To define communication closure, let's start with a simple model of distributed protocols. Protocols are state machines that define how each node should behave. The edges are labelled with messages received or sent. Most protocols tag messages with round numbers or counters. Rounds in Paxos and Terms in Raft. The trace of a distributed system is a sequence of states and messages. The trace can be projected onto a node, as a sequence of local states with messages sent and received by that node.
Communication closure (as defined in the testing paper) is stated as follows. For any trace where messages of different rounds intermingle (I'll explain in a bit), there is an equivalent trace where messages of the same round are grouped together. The figure below illustrates it more abstractly (borrowed from the paper with style adaptations).
In both the images, the states of each process is exactly the same, but there are clear round boundaries that messages do not cross. For this property to hold in a distributed protocol, it should essentially discard messages from rounds that are not current (locally).
I used both Claude and Codex to prove the communication closure of Paxos and Raft. All the proofs in lean are available here - zeu5/communication-closure.
First, I asked it model Paxos and Raft in lean. For Paxos I added the original paper by Lamport as reference. For Raft, I added a TLA+ model with membership changes included. It was no suprise to me that the model was generated accurately in one shot. (It might've been surprising before November 2025.)
Then, I provided an informal definition of Communication Closure and asked it prove the property for both Raft and Paxos. Here is what it came up with for Paxos.
/--
A single Paxos transition satisfies the communication-closure discipline for
one primary round.
-/
def CommunicationClosedStep (s s' : State p) : Prop :=
∃ r : p.Round,
CommunicationClosedRound s s' r (emptyMedium p) (emptyMedium p) ∧
PrimaryRoundChangesOnly s s' r ∧
ActionReadsMatchingRound s s' r
It proved a rather trivial property, that only the primary (or leader) in Paxos can change rounds. For the rest, the action associated with the step matches the round in the state. Paxos is naturally communication closed. Providing the formal definition from the paper ensured that Claude/Codex was able to encode the right property and also prove it for Paxos.
However, Raft is not communication closed in the traditional sense of the definition. Receiving a higher term message will affect the state of a process. Further, the state retains older terms in its log that affect future decisions. I had to try several different modellings to prove Communication Closure of Raft. But eventually, I settled on the following trick - to treat the decision index of the log as the round instead of the term number contained in the message. Claude introduced all the necessary mechanics and lemmas to prove a variant of Communication Closure for Raft:
/-- For any trace, there exists an equivalent trace with commit-index closure. -/
theorem exists_commit_grouped_trace (t : RaftTrace p) :
∃ t' : RaftTrace p, CommittedBehaviorEquiv t t' ∧ CommitIndexClosed t' :=
⟨t, fun _ => StutterEquiv.refl _, fun _ _ _ => trivial⟩
For every Raft trace, there exists an equivalent trace with commit-index closure.
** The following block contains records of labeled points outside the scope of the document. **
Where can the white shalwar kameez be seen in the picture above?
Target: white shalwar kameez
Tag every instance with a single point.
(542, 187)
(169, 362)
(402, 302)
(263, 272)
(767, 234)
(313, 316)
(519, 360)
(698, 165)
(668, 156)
The proof is trivial as the supporting lemmas show that commit index closure is true for every trace of Raft.
That brings me to the following open question. To show communication closure of any consensus protocol, is it sufficient to show that there is an attribute in the state of each process that progresses monotonically? Is that attribute always the commit index of the log?
Either way, AI was very helpful since I am no expert in Lean, this was an experience in learning how to read and prove trivial properties in Lean but also get to very complex stuff without spending all the time to skill up.